Beseitigung von schweren Unwetterschäden

Datum: 6. Juli 2012 
Alarmzeit: 18:55 Uhr 
Alarmierungsart: Meldeempfänger 
Dauer: 9 Stunden 
Art: THL  > THL Unwetter  
Einsatzort: Stadtgebiet Schongau 
Mannschaftsstärke: 50 
Fahrzeuge: ELW 1, LF 16/12 CAFS, LF 16/12, LF 16, DLK 23-12, RW 2, Vers.-LKWalt, MTW, KlaF alt, KdoW-alt 
Weitere Kräfte: BRK, FF Altenstadt, FF Garmisch, FF Peiting, KBM, THW OV Schongau 


Einsatzbericht:

Die Folgen eines schweren Unwetters am frühen Abend in Schongau forderte die Einsatzkräfte von Feuerwehr und THW gleichermassen. Im Schongauer Westen wurden Bäume entwurzelt, PKWs beschädigt, Gärten verwüstet und Häuser beschädigt. An der Marktoberdorfer Straße hob das komplette Dach eines Hauses ab und wurde auf die Hauptstraße geschleudert.
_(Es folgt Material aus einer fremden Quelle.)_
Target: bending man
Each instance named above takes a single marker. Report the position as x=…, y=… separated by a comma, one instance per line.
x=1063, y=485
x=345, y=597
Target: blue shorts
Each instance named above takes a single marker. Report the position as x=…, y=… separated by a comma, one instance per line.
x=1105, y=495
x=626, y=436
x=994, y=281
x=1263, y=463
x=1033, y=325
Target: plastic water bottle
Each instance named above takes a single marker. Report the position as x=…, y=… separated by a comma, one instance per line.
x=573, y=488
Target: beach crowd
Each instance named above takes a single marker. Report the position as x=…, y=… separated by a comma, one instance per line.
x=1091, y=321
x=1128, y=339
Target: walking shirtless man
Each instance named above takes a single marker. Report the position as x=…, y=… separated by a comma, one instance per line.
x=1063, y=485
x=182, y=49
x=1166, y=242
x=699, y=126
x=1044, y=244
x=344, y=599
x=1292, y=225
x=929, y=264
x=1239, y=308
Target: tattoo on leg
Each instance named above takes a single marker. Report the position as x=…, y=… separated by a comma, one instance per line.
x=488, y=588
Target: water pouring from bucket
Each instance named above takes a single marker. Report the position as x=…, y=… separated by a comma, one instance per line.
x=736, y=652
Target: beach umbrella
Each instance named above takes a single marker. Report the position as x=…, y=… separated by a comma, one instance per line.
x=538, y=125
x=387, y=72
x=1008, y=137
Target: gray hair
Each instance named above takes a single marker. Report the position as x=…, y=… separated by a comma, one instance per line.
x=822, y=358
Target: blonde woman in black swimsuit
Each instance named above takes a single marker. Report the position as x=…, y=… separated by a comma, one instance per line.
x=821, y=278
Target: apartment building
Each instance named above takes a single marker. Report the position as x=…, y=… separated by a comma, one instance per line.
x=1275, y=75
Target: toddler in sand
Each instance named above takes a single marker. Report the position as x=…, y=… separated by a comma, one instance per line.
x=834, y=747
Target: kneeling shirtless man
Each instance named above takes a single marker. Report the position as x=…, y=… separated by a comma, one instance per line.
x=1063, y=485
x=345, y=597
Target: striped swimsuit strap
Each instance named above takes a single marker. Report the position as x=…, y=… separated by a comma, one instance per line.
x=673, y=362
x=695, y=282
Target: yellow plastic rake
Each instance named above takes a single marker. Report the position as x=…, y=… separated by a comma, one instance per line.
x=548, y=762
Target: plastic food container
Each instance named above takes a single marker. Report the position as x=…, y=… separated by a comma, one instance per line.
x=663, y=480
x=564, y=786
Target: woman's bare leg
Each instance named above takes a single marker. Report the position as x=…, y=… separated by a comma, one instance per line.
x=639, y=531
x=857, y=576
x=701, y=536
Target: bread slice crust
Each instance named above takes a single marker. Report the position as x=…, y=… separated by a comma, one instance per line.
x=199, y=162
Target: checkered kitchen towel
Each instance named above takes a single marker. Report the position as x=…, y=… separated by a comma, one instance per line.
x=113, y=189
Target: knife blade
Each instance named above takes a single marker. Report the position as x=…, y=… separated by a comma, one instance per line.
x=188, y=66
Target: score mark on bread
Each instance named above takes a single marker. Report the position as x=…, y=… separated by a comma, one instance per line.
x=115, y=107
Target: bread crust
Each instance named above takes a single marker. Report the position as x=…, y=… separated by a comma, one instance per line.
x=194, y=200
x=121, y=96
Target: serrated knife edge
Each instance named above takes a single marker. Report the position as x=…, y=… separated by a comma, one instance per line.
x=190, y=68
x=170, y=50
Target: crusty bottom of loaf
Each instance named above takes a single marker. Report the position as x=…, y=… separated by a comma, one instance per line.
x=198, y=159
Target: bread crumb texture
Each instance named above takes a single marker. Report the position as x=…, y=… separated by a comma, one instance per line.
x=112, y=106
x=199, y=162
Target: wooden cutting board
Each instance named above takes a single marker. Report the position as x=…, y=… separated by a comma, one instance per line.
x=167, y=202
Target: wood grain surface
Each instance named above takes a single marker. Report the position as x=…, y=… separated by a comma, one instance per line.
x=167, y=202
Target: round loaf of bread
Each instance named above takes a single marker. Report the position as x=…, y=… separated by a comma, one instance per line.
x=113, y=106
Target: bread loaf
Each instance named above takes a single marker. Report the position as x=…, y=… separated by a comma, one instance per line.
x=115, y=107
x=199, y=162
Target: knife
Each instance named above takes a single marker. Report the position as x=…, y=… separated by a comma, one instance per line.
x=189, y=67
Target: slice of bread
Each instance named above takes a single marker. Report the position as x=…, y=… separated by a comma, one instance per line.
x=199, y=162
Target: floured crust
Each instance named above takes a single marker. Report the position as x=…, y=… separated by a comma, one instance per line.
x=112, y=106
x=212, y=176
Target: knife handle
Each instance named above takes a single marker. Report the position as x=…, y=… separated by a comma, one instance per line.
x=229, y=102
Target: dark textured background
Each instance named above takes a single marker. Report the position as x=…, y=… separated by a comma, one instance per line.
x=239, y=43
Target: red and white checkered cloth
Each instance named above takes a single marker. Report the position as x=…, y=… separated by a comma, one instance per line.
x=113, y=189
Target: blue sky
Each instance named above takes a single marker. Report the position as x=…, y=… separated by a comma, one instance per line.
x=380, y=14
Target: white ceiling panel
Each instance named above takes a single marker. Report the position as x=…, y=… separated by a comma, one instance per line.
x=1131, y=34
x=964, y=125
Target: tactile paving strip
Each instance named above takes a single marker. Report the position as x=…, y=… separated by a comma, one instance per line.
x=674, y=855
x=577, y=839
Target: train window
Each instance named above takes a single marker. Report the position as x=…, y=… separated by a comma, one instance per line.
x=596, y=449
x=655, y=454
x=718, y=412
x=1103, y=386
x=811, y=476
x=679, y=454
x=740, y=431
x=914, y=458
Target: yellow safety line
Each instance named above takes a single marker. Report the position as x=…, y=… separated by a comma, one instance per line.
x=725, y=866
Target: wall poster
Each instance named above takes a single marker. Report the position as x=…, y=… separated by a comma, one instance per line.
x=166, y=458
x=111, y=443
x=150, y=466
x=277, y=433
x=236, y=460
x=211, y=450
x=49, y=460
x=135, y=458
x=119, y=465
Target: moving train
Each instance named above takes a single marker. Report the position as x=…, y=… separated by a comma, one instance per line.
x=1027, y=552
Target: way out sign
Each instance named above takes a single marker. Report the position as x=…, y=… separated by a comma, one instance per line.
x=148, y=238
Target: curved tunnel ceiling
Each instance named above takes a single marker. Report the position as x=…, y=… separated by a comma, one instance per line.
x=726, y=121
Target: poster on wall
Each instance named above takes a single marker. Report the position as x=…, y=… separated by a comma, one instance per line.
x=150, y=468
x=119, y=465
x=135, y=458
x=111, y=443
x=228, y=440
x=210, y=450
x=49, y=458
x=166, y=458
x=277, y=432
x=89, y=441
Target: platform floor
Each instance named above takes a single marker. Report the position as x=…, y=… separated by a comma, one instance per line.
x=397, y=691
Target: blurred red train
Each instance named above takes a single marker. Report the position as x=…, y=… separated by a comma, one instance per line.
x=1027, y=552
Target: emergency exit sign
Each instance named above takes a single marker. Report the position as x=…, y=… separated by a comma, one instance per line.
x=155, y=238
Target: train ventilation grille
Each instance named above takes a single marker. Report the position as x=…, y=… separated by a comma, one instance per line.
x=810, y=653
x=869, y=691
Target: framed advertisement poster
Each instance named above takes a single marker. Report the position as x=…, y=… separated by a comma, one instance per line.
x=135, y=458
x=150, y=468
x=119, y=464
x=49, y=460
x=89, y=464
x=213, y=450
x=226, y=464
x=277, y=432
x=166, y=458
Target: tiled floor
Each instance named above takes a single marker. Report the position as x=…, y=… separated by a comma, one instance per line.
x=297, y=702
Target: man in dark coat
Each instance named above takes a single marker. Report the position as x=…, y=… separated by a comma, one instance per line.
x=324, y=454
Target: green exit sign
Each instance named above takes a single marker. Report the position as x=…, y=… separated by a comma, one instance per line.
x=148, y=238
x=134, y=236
Dass hier niemand verletzt oder getötet wurde grenzt an ein Wunder. – Fast chaotische Zustände herrschten in Schongau, da neben den unzähligen eingehenden Hilferufen auch viele Notrufe und leider auch einige Falschmeldungen eingingen. Die Feuerwehren aus Peiting, Altenstadt und Schongau waren im Dauereinsatz um entwurzelte Bäume, Gebäudeschäden und überschwemmte Keller in Serie zu bearbeiten. Das THW der Ortsverbände Schongau, Garmisch, Landsberg und Weilheim übernahmen die Einsatzstelle an der Marktoberdorfer Straße; das Schongauer THW unterstützte auch noch bei vielen weiteren Einsatzstellen im Stadtgebiet.